Fig 8: The top graph represents the original signal and the bottom graph represents the reconstructed signal. Conclusion and Recommendation for Future Enhancement Fuzzy logic is an excellent way to implement signal reconstruction process. The algorithm “ anfis ” is a very practical and very proficient function that can do the job; and the beauty of this algorithm, it works with nonlinear processes. The good thing about this algorithm also is that it can do the job also without having to implement a training data matrix. The “ anfis ” algorithm helps better the signal-to-noise ratio in electronic apparatus such as the heart monitor discussed previously. The less noise the electronic system has, the better it is; hence the “ anfis ” helps in systems cancel unwanted signal such as noise using fuzzy logic. A group of Asian graduates from Singapore made a similar approach to the project just presented, it is called Adaptive Noise Cancellation Using Enhanced Dynamic Fuzzy Neural Networks, and this article was published in the IEEE journal.

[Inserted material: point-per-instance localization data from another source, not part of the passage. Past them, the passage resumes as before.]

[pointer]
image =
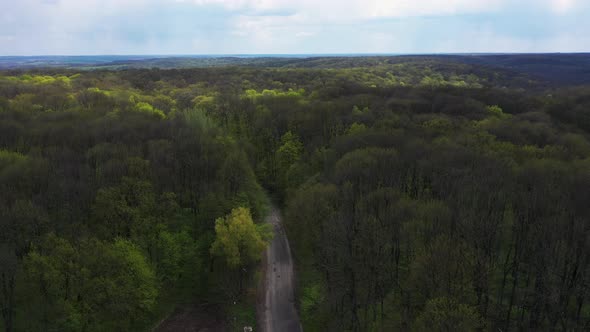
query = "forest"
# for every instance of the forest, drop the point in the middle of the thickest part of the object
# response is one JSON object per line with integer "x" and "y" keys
{"x": 419, "y": 193}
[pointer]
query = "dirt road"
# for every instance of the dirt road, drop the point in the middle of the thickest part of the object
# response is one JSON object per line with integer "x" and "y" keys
{"x": 279, "y": 313}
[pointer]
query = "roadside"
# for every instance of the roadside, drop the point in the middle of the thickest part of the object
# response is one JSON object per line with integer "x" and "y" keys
{"x": 278, "y": 312}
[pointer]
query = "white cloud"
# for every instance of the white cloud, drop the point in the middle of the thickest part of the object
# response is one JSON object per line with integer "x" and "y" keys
{"x": 563, "y": 6}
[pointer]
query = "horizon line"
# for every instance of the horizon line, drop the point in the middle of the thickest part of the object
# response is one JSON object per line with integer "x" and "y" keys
{"x": 289, "y": 54}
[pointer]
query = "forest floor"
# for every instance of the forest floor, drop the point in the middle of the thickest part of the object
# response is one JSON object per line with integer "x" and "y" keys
{"x": 279, "y": 313}
{"x": 193, "y": 319}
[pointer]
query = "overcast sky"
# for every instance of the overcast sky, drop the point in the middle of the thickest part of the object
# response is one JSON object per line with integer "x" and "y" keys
{"x": 79, "y": 27}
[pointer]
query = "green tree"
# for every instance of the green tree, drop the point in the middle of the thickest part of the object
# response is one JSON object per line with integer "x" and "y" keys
{"x": 238, "y": 240}
{"x": 447, "y": 315}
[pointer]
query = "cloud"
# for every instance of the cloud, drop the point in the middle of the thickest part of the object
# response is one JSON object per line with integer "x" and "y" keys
{"x": 290, "y": 26}
{"x": 563, "y": 6}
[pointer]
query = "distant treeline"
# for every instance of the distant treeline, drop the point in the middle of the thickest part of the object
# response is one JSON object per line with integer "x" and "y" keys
{"x": 420, "y": 195}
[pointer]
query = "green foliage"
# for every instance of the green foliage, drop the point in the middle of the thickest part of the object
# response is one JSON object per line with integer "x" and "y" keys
{"x": 238, "y": 241}
{"x": 93, "y": 286}
{"x": 443, "y": 314}
{"x": 146, "y": 108}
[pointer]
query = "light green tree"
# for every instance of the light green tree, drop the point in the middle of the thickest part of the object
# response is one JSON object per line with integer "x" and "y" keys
{"x": 238, "y": 240}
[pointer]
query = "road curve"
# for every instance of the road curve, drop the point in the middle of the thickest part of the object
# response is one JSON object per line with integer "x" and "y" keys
{"x": 279, "y": 313}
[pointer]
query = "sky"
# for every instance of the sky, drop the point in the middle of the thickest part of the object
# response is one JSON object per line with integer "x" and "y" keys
{"x": 174, "y": 27}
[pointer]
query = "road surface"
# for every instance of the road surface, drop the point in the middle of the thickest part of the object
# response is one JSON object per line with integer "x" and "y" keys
{"x": 279, "y": 313}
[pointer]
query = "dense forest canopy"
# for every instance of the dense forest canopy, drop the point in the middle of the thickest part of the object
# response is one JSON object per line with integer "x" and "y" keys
{"x": 419, "y": 193}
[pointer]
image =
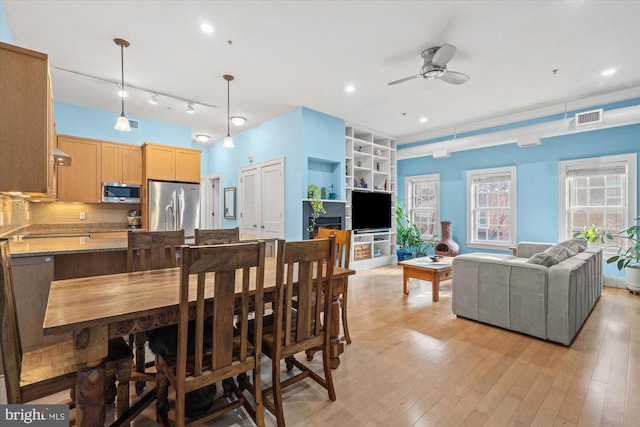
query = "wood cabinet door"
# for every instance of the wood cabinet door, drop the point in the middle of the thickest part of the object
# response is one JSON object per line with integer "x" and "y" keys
{"x": 80, "y": 182}
{"x": 111, "y": 162}
{"x": 131, "y": 164}
{"x": 160, "y": 162}
{"x": 187, "y": 165}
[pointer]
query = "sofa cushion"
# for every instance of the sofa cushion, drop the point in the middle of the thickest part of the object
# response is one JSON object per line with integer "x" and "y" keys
{"x": 559, "y": 252}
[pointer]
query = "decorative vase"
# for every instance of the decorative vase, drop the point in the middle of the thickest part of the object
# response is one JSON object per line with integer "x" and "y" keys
{"x": 446, "y": 245}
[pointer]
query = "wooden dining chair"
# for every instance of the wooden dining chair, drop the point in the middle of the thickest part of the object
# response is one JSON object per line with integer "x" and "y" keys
{"x": 217, "y": 236}
{"x": 149, "y": 250}
{"x": 343, "y": 254}
{"x": 221, "y": 351}
{"x": 51, "y": 369}
{"x": 304, "y": 274}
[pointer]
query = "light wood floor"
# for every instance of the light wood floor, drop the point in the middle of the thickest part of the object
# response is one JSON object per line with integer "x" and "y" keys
{"x": 413, "y": 363}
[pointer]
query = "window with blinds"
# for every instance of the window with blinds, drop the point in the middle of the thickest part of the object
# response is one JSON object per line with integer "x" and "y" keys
{"x": 424, "y": 202}
{"x": 491, "y": 195}
{"x": 598, "y": 192}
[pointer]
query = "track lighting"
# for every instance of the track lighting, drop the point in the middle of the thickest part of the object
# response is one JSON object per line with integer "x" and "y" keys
{"x": 122, "y": 124}
{"x": 238, "y": 120}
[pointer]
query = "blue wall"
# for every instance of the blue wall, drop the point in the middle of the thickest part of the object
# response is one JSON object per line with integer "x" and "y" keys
{"x": 295, "y": 135}
{"x": 5, "y": 31}
{"x": 98, "y": 124}
{"x": 537, "y": 178}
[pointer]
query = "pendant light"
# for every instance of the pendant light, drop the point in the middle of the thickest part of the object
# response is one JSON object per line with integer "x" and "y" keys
{"x": 122, "y": 124}
{"x": 228, "y": 141}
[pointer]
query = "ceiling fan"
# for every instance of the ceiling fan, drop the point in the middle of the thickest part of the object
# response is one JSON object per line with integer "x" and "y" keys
{"x": 435, "y": 66}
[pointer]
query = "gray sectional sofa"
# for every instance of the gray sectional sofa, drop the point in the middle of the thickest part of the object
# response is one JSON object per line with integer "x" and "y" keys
{"x": 546, "y": 290}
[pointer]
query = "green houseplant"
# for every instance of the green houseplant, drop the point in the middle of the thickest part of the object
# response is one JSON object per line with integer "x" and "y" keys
{"x": 317, "y": 208}
{"x": 408, "y": 235}
{"x": 627, "y": 258}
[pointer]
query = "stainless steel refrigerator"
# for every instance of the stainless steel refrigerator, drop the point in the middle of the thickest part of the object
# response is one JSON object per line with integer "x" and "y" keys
{"x": 174, "y": 206}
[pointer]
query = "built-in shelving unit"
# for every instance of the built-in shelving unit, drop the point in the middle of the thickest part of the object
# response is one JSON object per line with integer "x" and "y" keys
{"x": 370, "y": 163}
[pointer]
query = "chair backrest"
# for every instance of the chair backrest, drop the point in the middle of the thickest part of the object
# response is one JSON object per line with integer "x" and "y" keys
{"x": 10, "y": 339}
{"x": 343, "y": 244}
{"x": 303, "y": 268}
{"x": 217, "y": 236}
{"x": 150, "y": 250}
{"x": 235, "y": 263}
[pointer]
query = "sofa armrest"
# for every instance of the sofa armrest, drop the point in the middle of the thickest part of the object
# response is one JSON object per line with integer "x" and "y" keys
{"x": 528, "y": 249}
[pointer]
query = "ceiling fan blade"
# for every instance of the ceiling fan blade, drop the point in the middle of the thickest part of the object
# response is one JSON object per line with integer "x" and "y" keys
{"x": 404, "y": 80}
{"x": 454, "y": 77}
{"x": 443, "y": 55}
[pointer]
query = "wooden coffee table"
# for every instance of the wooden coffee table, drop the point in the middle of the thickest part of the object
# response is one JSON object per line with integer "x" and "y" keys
{"x": 424, "y": 269}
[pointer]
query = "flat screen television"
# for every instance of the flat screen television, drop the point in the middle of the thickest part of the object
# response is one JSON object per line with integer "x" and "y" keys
{"x": 370, "y": 211}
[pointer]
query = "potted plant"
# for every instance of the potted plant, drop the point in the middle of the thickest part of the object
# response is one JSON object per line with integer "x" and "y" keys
{"x": 317, "y": 208}
{"x": 408, "y": 235}
{"x": 628, "y": 257}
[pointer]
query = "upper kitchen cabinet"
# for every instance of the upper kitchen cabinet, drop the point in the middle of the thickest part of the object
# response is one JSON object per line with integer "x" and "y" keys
{"x": 81, "y": 181}
{"x": 27, "y": 134}
{"x": 167, "y": 163}
{"x": 121, "y": 163}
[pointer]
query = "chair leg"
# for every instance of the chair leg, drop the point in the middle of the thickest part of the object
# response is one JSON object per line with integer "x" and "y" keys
{"x": 140, "y": 339}
{"x": 162, "y": 398}
{"x": 345, "y": 324}
{"x": 277, "y": 393}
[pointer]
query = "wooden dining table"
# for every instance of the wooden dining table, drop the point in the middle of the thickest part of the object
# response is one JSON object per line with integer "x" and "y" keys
{"x": 96, "y": 308}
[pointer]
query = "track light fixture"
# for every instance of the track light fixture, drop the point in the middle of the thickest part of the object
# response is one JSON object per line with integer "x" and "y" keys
{"x": 228, "y": 141}
{"x": 238, "y": 120}
{"x": 122, "y": 124}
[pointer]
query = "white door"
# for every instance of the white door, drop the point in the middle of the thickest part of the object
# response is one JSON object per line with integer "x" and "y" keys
{"x": 249, "y": 201}
{"x": 211, "y": 196}
{"x": 262, "y": 199}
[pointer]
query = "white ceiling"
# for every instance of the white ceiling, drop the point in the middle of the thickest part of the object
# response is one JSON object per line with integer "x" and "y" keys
{"x": 286, "y": 54}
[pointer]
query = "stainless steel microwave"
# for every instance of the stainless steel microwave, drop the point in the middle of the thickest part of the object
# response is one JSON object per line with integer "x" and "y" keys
{"x": 115, "y": 192}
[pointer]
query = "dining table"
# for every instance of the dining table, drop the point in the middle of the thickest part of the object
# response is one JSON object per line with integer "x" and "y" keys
{"x": 95, "y": 309}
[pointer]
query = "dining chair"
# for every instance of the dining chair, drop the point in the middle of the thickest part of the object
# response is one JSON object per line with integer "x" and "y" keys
{"x": 217, "y": 236}
{"x": 149, "y": 250}
{"x": 343, "y": 255}
{"x": 304, "y": 274}
{"x": 215, "y": 347}
{"x": 50, "y": 369}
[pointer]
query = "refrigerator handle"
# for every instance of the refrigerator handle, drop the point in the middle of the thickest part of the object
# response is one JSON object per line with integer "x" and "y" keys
{"x": 170, "y": 209}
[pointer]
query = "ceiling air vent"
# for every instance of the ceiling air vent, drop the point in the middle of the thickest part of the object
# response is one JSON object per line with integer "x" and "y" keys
{"x": 589, "y": 118}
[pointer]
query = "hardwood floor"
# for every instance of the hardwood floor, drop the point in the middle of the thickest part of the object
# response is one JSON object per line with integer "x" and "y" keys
{"x": 413, "y": 363}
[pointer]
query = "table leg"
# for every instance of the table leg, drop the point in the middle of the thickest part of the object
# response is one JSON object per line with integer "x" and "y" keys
{"x": 405, "y": 281}
{"x": 435, "y": 287}
{"x": 90, "y": 405}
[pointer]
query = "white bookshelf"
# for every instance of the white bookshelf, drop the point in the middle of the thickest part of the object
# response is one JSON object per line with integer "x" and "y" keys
{"x": 370, "y": 163}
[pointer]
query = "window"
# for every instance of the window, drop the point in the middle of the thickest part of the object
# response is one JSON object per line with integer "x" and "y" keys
{"x": 491, "y": 195}
{"x": 597, "y": 192}
{"x": 423, "y": 202}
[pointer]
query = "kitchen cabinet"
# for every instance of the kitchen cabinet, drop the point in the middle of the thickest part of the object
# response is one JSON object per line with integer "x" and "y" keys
{"x": 27, "y": 134}
{"x": 167, "y": 163}
{"x": 81, "y": 181}
{"x": 121, "y": 163}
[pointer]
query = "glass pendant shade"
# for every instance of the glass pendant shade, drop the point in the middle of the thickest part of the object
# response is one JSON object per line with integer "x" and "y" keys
{"x": 228, "y": 142}
{"x": 122, "y": 124}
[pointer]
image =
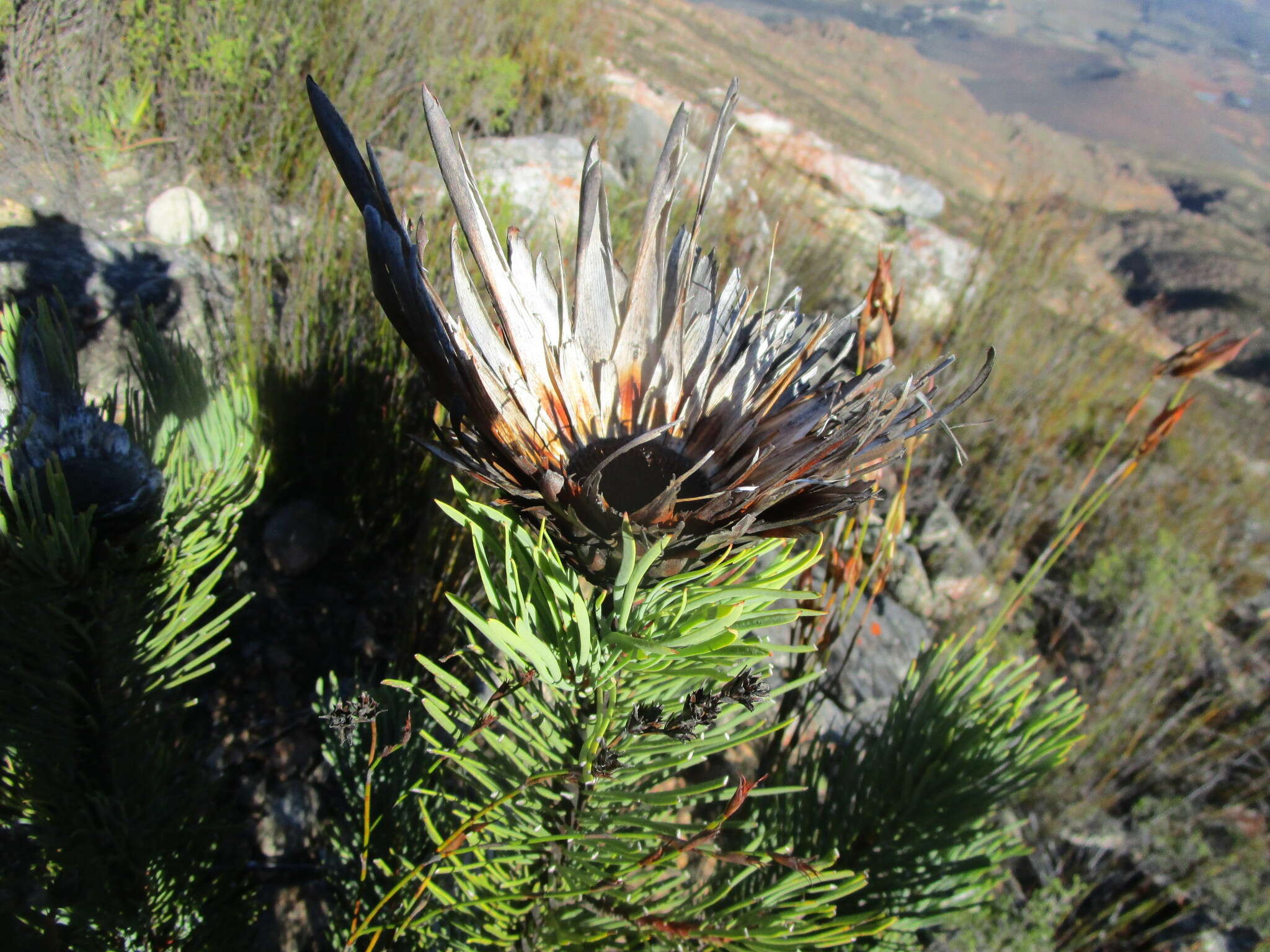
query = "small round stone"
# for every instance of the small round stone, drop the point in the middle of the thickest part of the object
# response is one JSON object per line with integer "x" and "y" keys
{"x": 177, "y": 216}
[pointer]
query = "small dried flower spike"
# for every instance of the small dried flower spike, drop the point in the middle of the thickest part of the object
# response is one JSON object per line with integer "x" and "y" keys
{"x": 606, "y": 762}
{"x": 747, "y": 689}
{"x": 682, "y": 729}
{"x": 644, "y": 719}
{"x": 701, "y": 706}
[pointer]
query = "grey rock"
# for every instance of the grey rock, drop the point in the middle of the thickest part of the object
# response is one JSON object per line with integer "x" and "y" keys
{"x": 957, "y": 570}
{"x": 177, "y": 216}
{"x": 637, "y": 144}
{"x": 298, "y": 537}
{"x": 539, "y": 174}
{"x": 290, "y": 821}
{"x": 910, "y": 584}
{"x": 866, "y": 666}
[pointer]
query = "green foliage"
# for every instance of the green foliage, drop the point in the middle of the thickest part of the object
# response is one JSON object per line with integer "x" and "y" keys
{"x": 1005, "y": 926}
{"x": 100, "y": 792}
{"x": 116, "y": 122}
{"x": 551, "y": 814}
{"x": 913, "y": 801}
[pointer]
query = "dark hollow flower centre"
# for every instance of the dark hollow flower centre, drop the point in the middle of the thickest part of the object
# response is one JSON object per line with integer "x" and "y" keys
{"x": 639, "y": 475}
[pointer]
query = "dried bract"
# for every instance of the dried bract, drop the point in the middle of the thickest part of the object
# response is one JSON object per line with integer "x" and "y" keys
{"x": 657, "y": 398}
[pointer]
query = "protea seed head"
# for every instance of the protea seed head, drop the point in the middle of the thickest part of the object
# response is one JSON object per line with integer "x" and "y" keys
{"x": 662, "y": 402}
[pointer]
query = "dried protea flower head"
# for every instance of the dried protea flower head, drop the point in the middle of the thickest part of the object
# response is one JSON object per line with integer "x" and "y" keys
{"x": 662, "y": 400}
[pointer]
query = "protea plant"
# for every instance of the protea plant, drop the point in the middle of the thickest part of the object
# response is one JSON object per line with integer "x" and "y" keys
{"x": 665, "y": 400}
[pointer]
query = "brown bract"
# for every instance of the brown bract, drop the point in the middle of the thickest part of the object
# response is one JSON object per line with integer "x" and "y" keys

The group was composed of three graduate students and a professor from the University of Singapore. They conducted very extensive research and came up with an interesting algorithm, called the Modified Dynamic Fuzzy Neural Networks (mdfnn). They compared the mdfnn algorithm with the anfis algorithm. These graphs are their testing results:
Fig. 9: The top part is a test simulation with ANFIS and the bottom with MDFNN.
Notice that the bottom signal has much less noise than the top graph. In the user’s opinion, the signal is cleaner and more precise to the original function. This is algorithm is by far better that the command “ anfis ” and gives better representation of the original information signal. This algorithm is an enhancement of the “ anfis ” command.